Secondo Folk, la pianificazione è fondamentale. Le discussioni devono coinvolgere il personale esecutivo dell’azienda, tra cui il CIO, il CISO, il CTO, il coordinatore del team di risposta agli incidenti e tutti i capi reparto. Le riunioni e le conversazioni dovrebbero portare allo sviluppo o all’aggiornamento di un piano di risposta agli incidenti, suggerisce Folk. Le discussioni dovrebbero anche esaminare gli asset e le priorità mission-critical, valutare il probabile impatto di un attacco e identificare le minacce più probabili.’

Cambiando l’approccio alla gestione del rischio dell’azienda, passando da una misurazione basata su matrici (alta, media o bassa) a una riduzione quantitativa del rischio, si basa l’impatto potenziale effettivo sul numero di variabili necessario, dice Folk. “Utilizzando semplici simulazioni Monte Carlo e i dati raccolti dall’azienda, è possibile fornire ai membri del personale senior una probabilità effettiva di perdita, un evento potenziale e un impatto”.

6. Stiamo ottenendo il massimo ROI sui nostri investimenti in sicurezza?

È ora di smettere di fuggire dalle conversazioni sul ROI della sicurezza, afferma Brian Contos, CSO di Sevco, società che si occupa di visibilità degli asset IT e di cybersecurity. Le aziende hanno investito molto in CMDB, SIEM, SOAR, EDR [in inglese], gestione delle vulnerabilità e soluzioni correlate.

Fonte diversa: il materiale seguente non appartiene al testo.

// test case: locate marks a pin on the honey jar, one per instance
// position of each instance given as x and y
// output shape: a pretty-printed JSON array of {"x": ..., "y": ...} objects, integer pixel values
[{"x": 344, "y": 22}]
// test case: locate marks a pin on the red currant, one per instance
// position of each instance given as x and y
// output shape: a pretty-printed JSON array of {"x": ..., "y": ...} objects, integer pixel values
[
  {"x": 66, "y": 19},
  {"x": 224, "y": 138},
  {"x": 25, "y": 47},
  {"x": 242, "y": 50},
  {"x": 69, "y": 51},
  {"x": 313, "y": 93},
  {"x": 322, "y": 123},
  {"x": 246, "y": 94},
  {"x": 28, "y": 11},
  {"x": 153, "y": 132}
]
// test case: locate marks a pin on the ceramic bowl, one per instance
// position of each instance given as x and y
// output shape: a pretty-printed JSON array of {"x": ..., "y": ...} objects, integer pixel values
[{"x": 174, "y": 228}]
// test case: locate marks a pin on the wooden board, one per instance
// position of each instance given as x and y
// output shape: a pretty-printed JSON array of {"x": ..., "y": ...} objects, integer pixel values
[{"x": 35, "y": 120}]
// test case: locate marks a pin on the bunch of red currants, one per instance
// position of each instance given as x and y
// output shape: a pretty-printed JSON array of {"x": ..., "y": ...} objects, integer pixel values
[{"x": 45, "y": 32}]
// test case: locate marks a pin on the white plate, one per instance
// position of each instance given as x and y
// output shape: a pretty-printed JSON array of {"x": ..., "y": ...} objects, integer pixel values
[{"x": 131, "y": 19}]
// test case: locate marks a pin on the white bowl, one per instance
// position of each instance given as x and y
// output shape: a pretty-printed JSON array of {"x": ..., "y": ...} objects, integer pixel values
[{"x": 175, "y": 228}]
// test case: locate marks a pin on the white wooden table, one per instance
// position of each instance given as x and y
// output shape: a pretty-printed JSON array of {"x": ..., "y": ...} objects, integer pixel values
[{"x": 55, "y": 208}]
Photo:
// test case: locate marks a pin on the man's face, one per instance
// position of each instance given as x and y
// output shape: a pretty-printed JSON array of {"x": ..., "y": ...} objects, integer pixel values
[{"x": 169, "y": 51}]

“Per ottenere valore da queste soluzioni, le imprese devono assicurarsi che le informazioni che vi confluiscono, come quelle sulle risorse, siano tempestive, accurate e con uno spazio ridottto al minimo”, tiene a precisare. Una solida asset intelligence all’interno delle soluzioni di sicurezza di classe enterprise non solo aiuterà a mitigare meglio i rischi, ma migliorerà il ritorno di questi investimenti.

Secondo Contos, la conversazione sul ROI dovrebbe portare i team dedicati alla sicurezza, alle IT operations e alla GRC (governance, risk e compliance) a ottenere una migliore visibilità del proprio ambiente. Dovrebbe concentrarsi su tutto ciò che è positivo e negativo, identificando le aree che richiedono un miglioramento più rapido. Le azioni prioritarie possono quindi essere assegnate ai team appropriati per affrontare argomenti quali licenze, miglioramento dei processi, ricerca di vulnerabilità, visibilità dei controlli di sicurezza e mandati normativi.

“In definitiva, la mitigazione del rischio e la massimizzazione del ROI dovrebbero combinarsi quando l’asset intelligence viene utilizzato per arricchire l’efficacia degli strumenti esistenti incentrati sulla sicurezza, sulle operazioni IT e sul GRC”, consiglia l’esperto.

7. Qual è la reale portata della nostra esposizione finanziaria?

Forse la conversazione più critica sulla strategia di sicurezza IT si concentra sulla risposta a un’unica domanda: “Quali perdite finanziarie subirebbero i nostri clienti se i nostri sistemi IT andassero in tilt?”.

L’obiettivo di queste discussioni dovrebbe essere la creazione di un ambiente IT sicuro, solido e resiliente, che i clienti possano percepire come attivo e funzionante, consentendo la fornitura di prodotti e servizi senza interruzioni, dice Rob Fitzgerald, field CISO della società di strategie e servizi gestiti IT Blue Mantis.

Questa conversazione dovrebbe avvenire non meno di una volta all’anno e, idealmente, prima della stagione del budget, in modo che il CIO e il CISO possano pianificare di conseguenza, consiglia Fitzgerald. Se si verificano eventi di grande impatto per l’azienda, la conversazione deve avvenire anche in quei momenti. “Per esempio, se un’impresa sta per vendere una divisione o acquisire un’altra azienda, il CIO e il CFO hanno l’obbligo fiduciario di rivalutare la perdita fiscale che i clienti subirebbero in caso di indisponibilità dei sistemi IT”.